Topics for New Students

Examples of specific problems that can be addressed by new students. These topics widely differ in their scope and difficulty, for basic orientation the following notation is used:

• A: warm-up exercises, few hours or days, should not be difficult to start quickly, the goal is to get acquainted with our systems/data
• B: nontrivial project, few weeks or months, exploration of new ideas / directions (typically it is necessary to learn some new techniques/tools)
• C: large project, can easily grow into master thesis (or even PhD thesis), significant planning and literature review necessary

### Data Analysis

These topics typically consist of "offline" analysis of data, our lab typically uses the Python ecosystem (pandas, scipy, matplotlib, ...).

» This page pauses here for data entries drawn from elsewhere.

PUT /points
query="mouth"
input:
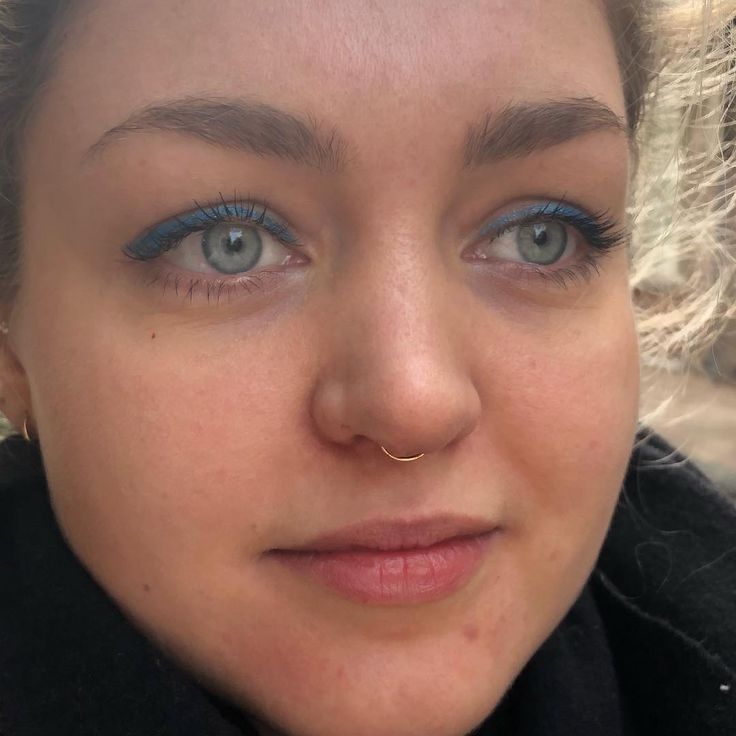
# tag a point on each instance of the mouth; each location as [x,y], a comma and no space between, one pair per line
[394,562]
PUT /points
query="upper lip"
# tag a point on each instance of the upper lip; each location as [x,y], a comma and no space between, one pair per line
[394,534]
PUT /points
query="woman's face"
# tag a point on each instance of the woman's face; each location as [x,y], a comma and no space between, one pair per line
[438,270]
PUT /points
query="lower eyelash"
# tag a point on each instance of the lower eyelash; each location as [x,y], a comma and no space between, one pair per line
[212,289]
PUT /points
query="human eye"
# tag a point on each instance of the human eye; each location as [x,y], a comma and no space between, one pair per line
[552,240]
[217,246]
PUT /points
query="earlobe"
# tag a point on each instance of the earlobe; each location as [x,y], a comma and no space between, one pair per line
[15,399]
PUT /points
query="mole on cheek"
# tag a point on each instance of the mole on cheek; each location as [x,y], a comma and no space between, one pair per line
[470,632]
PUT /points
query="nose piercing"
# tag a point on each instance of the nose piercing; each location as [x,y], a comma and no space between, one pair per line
[402,459]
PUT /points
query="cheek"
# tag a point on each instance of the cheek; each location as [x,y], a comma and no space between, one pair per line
[563,423]
[179,439]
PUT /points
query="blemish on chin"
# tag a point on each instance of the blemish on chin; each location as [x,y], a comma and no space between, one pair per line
[470,632]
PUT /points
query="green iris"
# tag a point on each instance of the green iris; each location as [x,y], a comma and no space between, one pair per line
[541,243]
[232,248]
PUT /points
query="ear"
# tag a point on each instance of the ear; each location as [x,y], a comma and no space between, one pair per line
[15,395]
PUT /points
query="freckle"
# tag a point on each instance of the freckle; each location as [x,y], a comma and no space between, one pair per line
[470,632]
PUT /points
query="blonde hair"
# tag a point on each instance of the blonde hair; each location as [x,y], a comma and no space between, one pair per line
[683,207]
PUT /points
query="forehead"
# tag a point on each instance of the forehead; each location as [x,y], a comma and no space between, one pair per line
[415,64]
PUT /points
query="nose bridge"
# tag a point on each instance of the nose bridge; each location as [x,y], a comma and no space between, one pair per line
[395,372]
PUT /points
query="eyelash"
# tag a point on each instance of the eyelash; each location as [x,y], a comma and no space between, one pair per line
[600,233]
[155,243]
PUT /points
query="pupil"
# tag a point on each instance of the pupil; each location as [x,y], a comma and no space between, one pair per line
[540,235]
[234,241]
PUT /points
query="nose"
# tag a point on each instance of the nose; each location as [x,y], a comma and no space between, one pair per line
[396,365]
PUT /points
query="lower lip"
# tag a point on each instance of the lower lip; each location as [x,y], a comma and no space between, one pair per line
[415,575]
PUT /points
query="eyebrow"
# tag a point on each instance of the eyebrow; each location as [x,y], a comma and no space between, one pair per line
[518,130]
[238,124]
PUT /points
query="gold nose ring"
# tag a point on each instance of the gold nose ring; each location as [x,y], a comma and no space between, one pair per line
[402,459]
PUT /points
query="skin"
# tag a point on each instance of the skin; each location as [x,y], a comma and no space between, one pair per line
[183,440]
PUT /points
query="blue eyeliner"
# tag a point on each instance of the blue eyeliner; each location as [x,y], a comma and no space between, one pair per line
[167,235]
[598,230]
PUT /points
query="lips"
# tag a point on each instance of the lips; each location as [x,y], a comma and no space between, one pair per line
[394,562]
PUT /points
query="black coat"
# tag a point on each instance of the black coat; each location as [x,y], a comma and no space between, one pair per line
[649,647]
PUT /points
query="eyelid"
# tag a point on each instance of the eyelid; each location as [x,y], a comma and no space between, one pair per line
[169,234]
[533,212]
[599,229]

Download one (or more) of our data sets and try:

• (A) analysis of item difficulty
• (A) analysis of wrong answers (identification of common wrong answers, patterns in wrong answers, ...)
• (B-C) clustering of similar items or users
• (A-B) visualization of student behaviour within the system (which items are solved, how successfully, ...), visualization of system behaviour (item selection, ordering, ...)
• (B) survival analysis (How long do students stay within the system (or specific type of exercise)? Can you predict when will student leave the system?)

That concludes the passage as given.